Kita bisa mengatakan bahwa sejak awal, Iskender Pala hendak membuat kontras yang sangat tajam: Mehmet Efendi itu apakah seorang ilmuwan (scientist) atau seorang penyair. Tentu, seperti cukup banyak ulama-ilmuwan padanya, Mehmet Efendi mempelajari dua-duanya. Tanpa perlu ada pembedaan atau perbedaan yang diteguhkan dengan prioritas atau institusi keilmuan. Namun, bukan tentang sainslah Hilleli Mehmet Fuzuli akan terkenal dan dikenang oleh publik Turki. Bukan sebagai ilmuwan, tapi sebagai penyair. Dan sepanjang menceritakan ruang-ruang istana para sultan dan penguasa, yang mendominasi kisah Death in Babylon, Love in Istanbul, kita justru terperosok dalam keasyikan kehidupan berpuisi. Praktis sains tersingkirkan bahkan, dalam satu adegan meteor jatuh, Iskender Pala mengejek publik (muslim) Turki pada masa itu yang begitu ketakutakan dan membuat-buat dalil teologis: meteor itu adalah hukuman dari Tuhan, bukan dianggap sebagai peristiwa alam semesta.

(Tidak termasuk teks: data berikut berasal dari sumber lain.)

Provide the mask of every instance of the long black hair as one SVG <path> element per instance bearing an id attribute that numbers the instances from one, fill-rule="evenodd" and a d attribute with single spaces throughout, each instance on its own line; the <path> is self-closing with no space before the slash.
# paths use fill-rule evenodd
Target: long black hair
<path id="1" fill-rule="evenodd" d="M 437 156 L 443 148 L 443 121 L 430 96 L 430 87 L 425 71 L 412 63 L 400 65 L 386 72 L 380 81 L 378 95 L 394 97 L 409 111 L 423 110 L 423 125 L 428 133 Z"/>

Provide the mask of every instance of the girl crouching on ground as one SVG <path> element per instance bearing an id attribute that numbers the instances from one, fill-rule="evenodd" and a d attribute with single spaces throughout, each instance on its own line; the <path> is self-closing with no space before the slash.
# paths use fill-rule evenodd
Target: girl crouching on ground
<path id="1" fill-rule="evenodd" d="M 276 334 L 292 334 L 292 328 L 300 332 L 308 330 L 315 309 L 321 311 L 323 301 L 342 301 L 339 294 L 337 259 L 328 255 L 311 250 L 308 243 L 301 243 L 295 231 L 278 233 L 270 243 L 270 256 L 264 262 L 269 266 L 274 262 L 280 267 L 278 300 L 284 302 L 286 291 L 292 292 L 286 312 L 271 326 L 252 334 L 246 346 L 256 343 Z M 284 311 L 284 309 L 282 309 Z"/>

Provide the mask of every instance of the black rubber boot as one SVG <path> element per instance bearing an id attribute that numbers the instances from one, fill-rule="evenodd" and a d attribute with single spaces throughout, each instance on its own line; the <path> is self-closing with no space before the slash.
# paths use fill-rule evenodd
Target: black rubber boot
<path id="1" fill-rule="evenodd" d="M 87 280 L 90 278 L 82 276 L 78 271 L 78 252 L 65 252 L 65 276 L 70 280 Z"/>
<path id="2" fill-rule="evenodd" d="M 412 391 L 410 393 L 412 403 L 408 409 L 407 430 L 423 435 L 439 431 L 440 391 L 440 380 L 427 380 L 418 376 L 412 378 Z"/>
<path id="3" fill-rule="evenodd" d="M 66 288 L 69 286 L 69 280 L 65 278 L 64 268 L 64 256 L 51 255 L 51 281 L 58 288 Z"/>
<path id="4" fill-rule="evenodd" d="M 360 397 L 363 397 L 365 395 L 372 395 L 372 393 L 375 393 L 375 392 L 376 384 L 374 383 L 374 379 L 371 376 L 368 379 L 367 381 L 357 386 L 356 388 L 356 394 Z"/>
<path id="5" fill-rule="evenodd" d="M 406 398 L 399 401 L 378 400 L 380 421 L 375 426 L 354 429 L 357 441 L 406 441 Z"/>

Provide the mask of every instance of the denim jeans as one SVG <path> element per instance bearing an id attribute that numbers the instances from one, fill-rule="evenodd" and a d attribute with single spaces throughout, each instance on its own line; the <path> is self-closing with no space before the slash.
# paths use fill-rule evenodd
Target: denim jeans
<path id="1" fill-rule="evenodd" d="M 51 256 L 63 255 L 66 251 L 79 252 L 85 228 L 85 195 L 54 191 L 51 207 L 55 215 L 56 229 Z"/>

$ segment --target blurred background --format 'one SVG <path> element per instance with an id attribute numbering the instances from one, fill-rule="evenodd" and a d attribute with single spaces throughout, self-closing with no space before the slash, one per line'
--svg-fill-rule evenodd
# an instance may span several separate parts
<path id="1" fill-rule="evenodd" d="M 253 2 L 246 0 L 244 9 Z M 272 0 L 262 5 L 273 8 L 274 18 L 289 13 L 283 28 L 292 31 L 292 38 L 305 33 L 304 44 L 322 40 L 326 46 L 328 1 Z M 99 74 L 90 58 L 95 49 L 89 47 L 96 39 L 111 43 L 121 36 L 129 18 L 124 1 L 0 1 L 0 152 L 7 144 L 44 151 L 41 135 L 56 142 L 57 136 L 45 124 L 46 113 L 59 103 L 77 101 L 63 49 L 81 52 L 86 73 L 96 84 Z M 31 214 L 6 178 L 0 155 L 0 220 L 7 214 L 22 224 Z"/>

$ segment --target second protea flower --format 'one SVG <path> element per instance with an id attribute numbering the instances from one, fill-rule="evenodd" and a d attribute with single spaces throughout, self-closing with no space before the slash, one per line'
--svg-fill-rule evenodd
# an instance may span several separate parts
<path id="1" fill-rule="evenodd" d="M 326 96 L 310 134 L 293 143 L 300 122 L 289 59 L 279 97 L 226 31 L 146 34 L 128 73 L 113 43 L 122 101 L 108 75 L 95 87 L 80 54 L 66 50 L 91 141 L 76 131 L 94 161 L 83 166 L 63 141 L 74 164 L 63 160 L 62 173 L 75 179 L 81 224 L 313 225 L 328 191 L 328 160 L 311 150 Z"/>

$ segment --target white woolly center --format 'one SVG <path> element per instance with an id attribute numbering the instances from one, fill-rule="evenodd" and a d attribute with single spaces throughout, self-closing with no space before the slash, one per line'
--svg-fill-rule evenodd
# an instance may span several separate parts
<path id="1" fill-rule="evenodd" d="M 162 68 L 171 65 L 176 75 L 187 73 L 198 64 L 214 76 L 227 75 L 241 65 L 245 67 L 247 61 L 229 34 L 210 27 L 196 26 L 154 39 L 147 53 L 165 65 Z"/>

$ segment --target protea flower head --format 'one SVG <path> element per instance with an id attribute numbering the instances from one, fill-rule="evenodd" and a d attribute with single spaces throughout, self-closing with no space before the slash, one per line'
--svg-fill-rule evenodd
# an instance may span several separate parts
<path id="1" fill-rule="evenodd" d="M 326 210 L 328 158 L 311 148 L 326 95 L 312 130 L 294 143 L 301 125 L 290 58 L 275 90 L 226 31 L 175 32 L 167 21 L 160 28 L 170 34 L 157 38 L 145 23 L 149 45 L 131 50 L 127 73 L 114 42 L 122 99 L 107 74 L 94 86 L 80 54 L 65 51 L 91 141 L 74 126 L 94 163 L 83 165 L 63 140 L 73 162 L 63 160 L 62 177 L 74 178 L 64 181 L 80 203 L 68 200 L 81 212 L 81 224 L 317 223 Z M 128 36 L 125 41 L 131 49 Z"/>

Yang asyik masyuk dalam syair, bersiap terjatuh cinta, seperti Layla dan Majnun. Dan, kelak, seribu tahun kemudian, akan sadar betapa pilihan berasyik dengan puisi, tanpa menyeimbangkan dengan sains, adalah sejenis eskapisme peradaban.

/3/

Sesaat sebelum meninggal, kepada Mehmet Efendi Fuzuli, pustakawan tua dari Asyur itu memberikan belati berhias permata dengan gagang dicetak berbentuk ular bertanduk dua yang lidahnya bercabang. Dia mengeluarkan belati itu dari sarung yang bertatahkan zamrud dan batu giok dan, seakan-seakan membaca tulisan pada bilah pisaunya, mengatakan, “Bagi mereka yang tahu cara untuk mati, belati ini berarti kehidupan; ada tujuh rahasia sejati bagi seseorang yang mengenal cinta, dan orang yang memiliki tujuh rahasia itu akan menguasai dunia.” Perkataan ini membuat Mehmet Efendi Fuzuli penasaran dan melakukan riset di perpustakaan itu.

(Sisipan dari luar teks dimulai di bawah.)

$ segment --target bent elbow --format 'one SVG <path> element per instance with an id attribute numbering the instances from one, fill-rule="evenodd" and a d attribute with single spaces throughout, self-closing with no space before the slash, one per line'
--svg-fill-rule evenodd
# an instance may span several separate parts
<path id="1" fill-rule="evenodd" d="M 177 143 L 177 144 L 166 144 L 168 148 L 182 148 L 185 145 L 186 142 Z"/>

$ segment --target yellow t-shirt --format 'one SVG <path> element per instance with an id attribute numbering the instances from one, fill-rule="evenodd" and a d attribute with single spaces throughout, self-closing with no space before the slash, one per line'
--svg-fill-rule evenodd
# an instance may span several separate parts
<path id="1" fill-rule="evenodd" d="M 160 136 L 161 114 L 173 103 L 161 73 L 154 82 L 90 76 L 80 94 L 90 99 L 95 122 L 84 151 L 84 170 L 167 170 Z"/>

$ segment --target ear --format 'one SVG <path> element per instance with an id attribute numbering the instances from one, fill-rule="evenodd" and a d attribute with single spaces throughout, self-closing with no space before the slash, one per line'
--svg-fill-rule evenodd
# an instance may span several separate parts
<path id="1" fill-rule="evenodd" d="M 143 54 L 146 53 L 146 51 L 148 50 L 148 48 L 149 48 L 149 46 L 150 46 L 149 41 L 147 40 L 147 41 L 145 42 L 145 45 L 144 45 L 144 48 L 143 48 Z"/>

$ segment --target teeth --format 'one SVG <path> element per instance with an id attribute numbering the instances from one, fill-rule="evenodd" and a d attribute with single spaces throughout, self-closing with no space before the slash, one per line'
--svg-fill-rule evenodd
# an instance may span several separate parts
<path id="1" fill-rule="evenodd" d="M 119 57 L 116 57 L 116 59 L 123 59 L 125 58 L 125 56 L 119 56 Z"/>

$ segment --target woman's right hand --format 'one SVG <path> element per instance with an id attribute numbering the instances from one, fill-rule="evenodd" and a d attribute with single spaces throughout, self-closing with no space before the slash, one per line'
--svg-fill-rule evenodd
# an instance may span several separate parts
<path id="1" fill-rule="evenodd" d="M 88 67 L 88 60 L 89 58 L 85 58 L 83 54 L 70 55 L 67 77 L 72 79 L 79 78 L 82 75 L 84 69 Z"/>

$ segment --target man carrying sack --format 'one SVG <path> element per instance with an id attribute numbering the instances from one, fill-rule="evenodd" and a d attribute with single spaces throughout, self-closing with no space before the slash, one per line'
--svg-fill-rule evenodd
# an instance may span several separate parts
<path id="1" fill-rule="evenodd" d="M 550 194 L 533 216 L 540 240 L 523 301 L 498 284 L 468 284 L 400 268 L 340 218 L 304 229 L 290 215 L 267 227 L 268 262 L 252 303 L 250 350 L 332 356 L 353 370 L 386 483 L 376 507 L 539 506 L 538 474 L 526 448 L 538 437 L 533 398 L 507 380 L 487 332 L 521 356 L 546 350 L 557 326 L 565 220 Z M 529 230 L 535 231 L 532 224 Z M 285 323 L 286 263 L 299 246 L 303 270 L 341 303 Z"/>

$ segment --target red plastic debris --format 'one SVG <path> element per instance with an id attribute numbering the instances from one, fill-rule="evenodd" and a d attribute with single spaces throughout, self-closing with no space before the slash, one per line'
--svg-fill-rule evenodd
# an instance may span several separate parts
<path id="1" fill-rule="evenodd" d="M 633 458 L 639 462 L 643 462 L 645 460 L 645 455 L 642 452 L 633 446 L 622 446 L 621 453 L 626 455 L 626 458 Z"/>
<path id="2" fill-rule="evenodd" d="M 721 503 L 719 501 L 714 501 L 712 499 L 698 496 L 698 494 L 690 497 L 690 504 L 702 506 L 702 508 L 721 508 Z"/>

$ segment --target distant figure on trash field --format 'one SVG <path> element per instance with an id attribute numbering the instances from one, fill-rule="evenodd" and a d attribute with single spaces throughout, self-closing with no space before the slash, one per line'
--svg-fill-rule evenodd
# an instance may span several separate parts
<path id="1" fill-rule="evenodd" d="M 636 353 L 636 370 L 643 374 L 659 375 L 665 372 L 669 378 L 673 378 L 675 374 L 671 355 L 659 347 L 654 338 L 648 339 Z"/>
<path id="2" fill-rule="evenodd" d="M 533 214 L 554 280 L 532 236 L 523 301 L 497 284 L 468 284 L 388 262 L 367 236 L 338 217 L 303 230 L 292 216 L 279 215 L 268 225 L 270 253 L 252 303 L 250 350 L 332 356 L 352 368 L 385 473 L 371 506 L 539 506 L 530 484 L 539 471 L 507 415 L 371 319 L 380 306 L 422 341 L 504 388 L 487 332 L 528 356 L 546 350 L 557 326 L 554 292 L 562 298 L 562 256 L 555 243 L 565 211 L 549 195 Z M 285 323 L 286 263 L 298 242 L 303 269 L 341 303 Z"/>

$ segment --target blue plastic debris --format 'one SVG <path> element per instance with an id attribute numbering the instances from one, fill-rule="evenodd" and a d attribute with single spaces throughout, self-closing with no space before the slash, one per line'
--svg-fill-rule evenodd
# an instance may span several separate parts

Tentu saja, tujuh rahasia itu bukanlah sejenis petuah politik nan mujarab, obat ajaib yang mampu menciptakan jutaan pasukan militer dalam sekejap, mesin ampuh yang bisa menciptakan komoditas ekonomi yang bisa menjadi kebutuhan seluruh umat manusia, dan seterusnya. Tujuh rahasia itu adalah sandi untuk membuka Kuil Ishtar yang menjadi Pusat Riset Ruang Angkasa dari Perhimpunan Babilonia, perkumpulan ilmuwan yang selalu hanya terdiri dari tujuh orang.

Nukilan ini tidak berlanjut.